Triangle Problem from /b/

http://i29.tinypic.com/i40e8n.jpg

Method for obtaining a unique solution:

Assign an arbitrary length to the equal sides.  L.
Assume the bottom left corner is at the origin and derive the equations of the lines to find the endpoints of DE.
Turn DE and AE into vectors and take the dot product.

Line AD:
y = tan(80)*x

Line BD:
(2LSin10, 0)
m = -tan(60)
y = -tan60 (x - 2LSin10)

Point D:
tan(80)x = -tan60 (x - 2LSin10)
(tan80 + tan60)x = 2Lsin(10)tan(60)
x = 2Lsin(10)Tan(60) / (tan80 + tan60)
y = 2Lsin(10)Tan(60)Tan(80) / (tan80 + tan60)

Line AE:
y = tan(70)*x

Line BE:
(2LSin10, 0)
m = -tan(80)
y = -tan(80) (x - 2LSin10)

Point E:
tan(70)*x = -tan(80) (x - 2LSin10)
(tan70 + tan80)*x = 2LSin(10)Tan(80)
x = 2LSin(10)Tan(80) / (tan70 + tan80)
y = 2LSin(10)Tan(80)Tan(70) / (tan70 + tan80)

Vector DE:
x: 2Lsin(10)Tan(60) / (tan80 + tan60) - 2LSin(10)Tan(80) / (tan70 + tan80)
y: 2Lsin(10)Tan(60)Tan(80) / (tan80 + tan60) - 2LSin(10)Tan(80)Tan(70) / (tan70 + tan80)

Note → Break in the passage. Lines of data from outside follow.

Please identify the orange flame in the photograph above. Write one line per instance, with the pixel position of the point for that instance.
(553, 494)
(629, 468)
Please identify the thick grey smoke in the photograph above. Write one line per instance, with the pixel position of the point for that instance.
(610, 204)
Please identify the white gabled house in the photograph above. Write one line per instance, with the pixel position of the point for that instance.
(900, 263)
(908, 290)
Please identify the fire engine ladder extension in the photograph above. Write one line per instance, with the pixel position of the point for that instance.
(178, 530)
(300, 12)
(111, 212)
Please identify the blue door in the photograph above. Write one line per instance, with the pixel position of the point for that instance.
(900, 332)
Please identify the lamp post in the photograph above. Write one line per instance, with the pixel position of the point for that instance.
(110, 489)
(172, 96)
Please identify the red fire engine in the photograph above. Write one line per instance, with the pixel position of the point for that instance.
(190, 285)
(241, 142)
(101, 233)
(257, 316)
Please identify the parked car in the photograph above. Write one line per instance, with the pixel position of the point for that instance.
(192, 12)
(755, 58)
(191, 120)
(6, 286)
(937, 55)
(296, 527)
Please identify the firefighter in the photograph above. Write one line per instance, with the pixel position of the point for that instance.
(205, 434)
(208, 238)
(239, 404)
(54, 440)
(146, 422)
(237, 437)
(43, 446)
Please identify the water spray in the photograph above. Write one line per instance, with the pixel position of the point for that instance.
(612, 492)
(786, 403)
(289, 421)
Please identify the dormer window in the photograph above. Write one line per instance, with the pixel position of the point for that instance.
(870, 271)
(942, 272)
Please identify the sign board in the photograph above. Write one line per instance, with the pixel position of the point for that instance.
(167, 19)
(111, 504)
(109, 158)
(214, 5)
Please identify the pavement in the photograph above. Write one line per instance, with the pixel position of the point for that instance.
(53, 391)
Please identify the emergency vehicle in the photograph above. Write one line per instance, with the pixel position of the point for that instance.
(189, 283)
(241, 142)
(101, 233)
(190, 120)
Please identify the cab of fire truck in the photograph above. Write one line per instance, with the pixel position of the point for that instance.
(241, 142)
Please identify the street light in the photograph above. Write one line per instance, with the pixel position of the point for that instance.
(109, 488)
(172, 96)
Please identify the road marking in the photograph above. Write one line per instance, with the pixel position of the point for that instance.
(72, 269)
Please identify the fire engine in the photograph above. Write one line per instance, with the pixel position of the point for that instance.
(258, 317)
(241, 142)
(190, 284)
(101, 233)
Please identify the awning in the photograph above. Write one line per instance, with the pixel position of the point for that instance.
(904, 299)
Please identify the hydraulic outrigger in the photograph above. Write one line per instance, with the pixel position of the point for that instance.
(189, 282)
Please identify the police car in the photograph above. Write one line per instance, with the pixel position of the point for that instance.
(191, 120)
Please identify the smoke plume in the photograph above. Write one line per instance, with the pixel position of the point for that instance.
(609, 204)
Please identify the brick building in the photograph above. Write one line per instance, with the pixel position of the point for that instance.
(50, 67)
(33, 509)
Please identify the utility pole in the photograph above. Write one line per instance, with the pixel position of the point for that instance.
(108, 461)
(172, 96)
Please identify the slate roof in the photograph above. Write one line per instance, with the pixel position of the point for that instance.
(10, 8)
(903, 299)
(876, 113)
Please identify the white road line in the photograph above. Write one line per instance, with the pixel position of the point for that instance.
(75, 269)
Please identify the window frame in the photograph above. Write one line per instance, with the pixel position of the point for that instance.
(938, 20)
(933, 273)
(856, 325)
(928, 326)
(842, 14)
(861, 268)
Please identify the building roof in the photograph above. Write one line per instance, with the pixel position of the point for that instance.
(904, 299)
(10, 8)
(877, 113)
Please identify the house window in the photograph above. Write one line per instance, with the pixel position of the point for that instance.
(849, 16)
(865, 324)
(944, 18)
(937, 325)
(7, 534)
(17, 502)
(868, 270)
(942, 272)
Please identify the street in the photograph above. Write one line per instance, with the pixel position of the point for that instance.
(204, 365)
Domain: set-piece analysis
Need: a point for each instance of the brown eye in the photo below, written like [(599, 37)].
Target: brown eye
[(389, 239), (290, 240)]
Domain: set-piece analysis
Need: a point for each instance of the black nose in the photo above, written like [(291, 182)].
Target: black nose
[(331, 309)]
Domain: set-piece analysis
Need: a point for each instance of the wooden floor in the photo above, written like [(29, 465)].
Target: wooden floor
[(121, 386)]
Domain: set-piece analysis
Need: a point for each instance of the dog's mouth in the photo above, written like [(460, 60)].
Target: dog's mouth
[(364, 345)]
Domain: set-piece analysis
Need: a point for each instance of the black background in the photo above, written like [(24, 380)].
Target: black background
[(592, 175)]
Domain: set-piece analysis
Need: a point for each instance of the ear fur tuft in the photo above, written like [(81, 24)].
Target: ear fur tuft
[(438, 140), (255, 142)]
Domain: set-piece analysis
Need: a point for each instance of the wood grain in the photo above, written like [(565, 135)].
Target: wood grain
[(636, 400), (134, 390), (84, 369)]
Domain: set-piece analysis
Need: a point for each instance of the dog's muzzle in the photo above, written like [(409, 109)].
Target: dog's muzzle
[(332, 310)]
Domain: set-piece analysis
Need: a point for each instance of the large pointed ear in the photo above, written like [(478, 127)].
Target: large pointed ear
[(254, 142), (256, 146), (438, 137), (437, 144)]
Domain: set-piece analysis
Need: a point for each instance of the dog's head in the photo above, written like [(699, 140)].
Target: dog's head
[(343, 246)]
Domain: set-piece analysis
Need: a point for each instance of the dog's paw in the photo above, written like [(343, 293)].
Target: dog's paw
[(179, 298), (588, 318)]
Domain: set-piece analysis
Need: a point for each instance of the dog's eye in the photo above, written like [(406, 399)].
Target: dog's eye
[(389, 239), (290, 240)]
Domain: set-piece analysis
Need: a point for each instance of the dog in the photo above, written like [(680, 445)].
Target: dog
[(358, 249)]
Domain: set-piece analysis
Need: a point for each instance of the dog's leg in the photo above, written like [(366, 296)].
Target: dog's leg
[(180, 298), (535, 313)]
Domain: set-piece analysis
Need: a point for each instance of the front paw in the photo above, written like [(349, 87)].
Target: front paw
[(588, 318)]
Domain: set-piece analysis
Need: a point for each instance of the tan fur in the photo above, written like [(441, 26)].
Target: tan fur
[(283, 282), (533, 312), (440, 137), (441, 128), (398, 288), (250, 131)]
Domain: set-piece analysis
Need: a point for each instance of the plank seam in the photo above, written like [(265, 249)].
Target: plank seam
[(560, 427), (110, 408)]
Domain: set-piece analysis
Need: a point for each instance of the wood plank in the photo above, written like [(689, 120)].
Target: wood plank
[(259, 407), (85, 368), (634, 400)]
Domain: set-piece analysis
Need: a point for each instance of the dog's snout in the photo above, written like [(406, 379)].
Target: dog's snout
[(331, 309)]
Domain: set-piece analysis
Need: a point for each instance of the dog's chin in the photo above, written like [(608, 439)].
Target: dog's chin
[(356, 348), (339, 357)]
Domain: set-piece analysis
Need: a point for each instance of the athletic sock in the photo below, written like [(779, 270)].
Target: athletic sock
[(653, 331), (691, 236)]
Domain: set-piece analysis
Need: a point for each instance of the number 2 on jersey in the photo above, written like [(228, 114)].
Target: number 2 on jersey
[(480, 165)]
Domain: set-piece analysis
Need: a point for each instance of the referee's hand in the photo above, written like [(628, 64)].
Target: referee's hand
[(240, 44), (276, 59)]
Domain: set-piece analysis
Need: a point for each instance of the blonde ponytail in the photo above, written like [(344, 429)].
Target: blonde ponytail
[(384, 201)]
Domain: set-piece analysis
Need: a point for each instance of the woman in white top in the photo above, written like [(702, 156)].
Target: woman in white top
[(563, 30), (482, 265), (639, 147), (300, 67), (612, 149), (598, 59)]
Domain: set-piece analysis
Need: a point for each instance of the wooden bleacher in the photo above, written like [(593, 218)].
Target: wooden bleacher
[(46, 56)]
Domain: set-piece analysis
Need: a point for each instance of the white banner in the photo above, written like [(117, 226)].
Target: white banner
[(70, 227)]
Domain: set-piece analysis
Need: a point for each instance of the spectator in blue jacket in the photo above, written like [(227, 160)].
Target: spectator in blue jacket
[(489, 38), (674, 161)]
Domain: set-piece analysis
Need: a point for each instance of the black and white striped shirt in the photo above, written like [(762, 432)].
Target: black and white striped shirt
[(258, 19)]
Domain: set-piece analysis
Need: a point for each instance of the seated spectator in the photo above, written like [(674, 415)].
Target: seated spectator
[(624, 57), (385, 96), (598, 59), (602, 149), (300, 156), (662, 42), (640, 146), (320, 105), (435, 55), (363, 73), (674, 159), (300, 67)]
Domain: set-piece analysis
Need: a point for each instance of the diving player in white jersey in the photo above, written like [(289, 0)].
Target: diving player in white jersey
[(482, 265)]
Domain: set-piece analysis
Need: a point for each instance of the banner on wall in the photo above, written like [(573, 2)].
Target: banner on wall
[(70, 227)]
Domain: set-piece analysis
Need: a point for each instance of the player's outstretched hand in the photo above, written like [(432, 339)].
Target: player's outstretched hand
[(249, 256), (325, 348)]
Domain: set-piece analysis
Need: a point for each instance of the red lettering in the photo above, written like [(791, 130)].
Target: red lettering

Each term has 2Lsin(10) which can be factored out, Leaving:
<.43969,.52400>

Vector AE:
x: 2LSin(10)Tan(80) / (tan70 + tan80) - 0
y: 2LSin(10)Tan(80)Tan(70) / (tan70 + tan80) - 0

Again factoring out 2Lsin(10) leaves us with:
<.63736,1.8508>

DE (dot) AE = |DE| * |AE| * Cos(x)
1.2500 = 1.3389 * Cos(x)
Cos(x) = .93354
x = 21

>>1
Entire point was to do it with basic geometry. It's trivial with trig.